Cuestión distinta es la de las consecuencias que la Dirección General ha querido, hasta ahora, extraer del incumplimiento, por ella constatado y evidenciado, de los requisitos formales y procedimentales impuestos por la ley 24/01 a la calificación (o de incumplimientos más sustantivos como el olvido, reiterado por algún registrador, de la fuerza vinculante de las resoluciones) ya que, en la mayoría de los casos, nuestra Dirección ha preferido actuar más que como superior jerárquico como progenitor benévolo y, pasando a tratar del fondo del asunto por justificadas razones de economía procesal, se limita a constatar el incumplimiento, a propinar un tirón de orejas, más o menos cariñoso, más o menos severo, al infractor, y, en algunos casos, a formular, como dice JUAN ROMERO-GIRON, veladas advertencias, a veces no tan veladas, como la referencia al expediente disciplinario.

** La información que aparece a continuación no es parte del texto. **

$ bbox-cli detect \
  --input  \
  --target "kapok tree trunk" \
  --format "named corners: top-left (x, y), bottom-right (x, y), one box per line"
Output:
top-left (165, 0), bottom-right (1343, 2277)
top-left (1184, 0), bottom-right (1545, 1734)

Nos encontramos así con una situación en la que el acatamiento de unas normas, dictadas para proteger y garantizar los derechos de los ciudadanos, en concreto de los usuarios del sistema cautelar, no es algo seguro y previsible sino que depende única y exclusivamente de la buena voluntad de quienes, en tanto garantes de la legalidad, deberían ser los primeros disciplinados cumplidores, y su inobservancia, incluso cuando es pública y expresamente constatada por el superior jerárquico, no origina más que una admonición, una advertencia de posible castigo. ¿Es un exceso de fantasía encontrar alguna semejanza con el paradójico ejército al que hacía referencia al principio de estas líneas?

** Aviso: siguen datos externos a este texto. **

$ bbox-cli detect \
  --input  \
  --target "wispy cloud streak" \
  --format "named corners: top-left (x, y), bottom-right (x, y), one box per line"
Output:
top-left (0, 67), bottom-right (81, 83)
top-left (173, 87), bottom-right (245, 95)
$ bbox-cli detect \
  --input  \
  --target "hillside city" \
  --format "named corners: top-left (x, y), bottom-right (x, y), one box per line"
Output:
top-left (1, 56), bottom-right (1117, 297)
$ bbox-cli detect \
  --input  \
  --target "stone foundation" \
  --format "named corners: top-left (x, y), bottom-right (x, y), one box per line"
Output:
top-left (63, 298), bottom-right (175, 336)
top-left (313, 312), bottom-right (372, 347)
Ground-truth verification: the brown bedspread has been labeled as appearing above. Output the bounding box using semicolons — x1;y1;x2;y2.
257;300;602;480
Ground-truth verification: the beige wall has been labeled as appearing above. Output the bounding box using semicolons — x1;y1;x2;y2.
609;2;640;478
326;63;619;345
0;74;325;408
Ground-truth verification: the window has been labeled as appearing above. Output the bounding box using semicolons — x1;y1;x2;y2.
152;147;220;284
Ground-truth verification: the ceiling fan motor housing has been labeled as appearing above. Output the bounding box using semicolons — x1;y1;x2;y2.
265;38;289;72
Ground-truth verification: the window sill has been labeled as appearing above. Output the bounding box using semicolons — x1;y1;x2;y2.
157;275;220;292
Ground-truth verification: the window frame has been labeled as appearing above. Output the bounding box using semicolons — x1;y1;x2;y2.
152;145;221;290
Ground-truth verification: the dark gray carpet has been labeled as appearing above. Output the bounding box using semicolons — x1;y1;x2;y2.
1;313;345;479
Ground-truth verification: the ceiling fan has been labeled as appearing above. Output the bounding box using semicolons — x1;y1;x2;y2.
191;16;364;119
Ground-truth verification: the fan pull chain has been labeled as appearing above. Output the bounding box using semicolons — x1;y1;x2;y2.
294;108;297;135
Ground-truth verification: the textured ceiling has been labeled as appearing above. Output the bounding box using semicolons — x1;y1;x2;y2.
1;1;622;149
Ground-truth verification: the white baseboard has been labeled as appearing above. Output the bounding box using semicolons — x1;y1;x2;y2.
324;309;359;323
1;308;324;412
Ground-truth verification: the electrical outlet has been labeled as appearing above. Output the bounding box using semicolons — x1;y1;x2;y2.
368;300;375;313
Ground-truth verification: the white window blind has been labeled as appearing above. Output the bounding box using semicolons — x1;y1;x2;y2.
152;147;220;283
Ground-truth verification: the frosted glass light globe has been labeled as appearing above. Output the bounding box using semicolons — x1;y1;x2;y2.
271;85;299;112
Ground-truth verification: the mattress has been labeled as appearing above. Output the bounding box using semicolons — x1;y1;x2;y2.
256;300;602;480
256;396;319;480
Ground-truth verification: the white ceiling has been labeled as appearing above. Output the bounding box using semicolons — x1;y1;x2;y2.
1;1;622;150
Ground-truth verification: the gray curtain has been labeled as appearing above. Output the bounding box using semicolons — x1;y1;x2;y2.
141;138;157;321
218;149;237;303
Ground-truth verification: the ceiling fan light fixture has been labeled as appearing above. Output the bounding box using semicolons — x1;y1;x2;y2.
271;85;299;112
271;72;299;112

Por último, permítaseme realizar un ejercicio de fabulación. Imaginemos por un momento que las calificaciones negativas, tal y como hoy en día se nos presentan y sin tocar ni una coma, no fuesen obra de un registrador sino de un notario, y que tales documentos notariales fuesen susceptibles de inscripción. Imaginemos, en definitiva, que tales calificaciones debiesen ser objeto de un control, o sea de una calificación registral, ni más ni menos riguroso que el que hoy en día reciben las escrituras públicas. ¿Cuántas de esas calificaciones superarían el control? ¿Cuántas recibirían el visto bueno sin ninguna tacha o salvedad? ¿Cuántas serían rechazadas por defectos de forma, procedimiento o notificación? ¿Cuántas en suma, sería rechazadas por no cumplir la ley 24/2001? Acúseme otra vez de exceso de fantasía, pero sinceramente creo que una inmensa mayoría serían despachadas, y devueltas a su autor, con una argumentación muy similar al título de este artículo: “MOTIVACIÓN INSUFICIENTE (LEY 24/01): COMPLÉTESE.”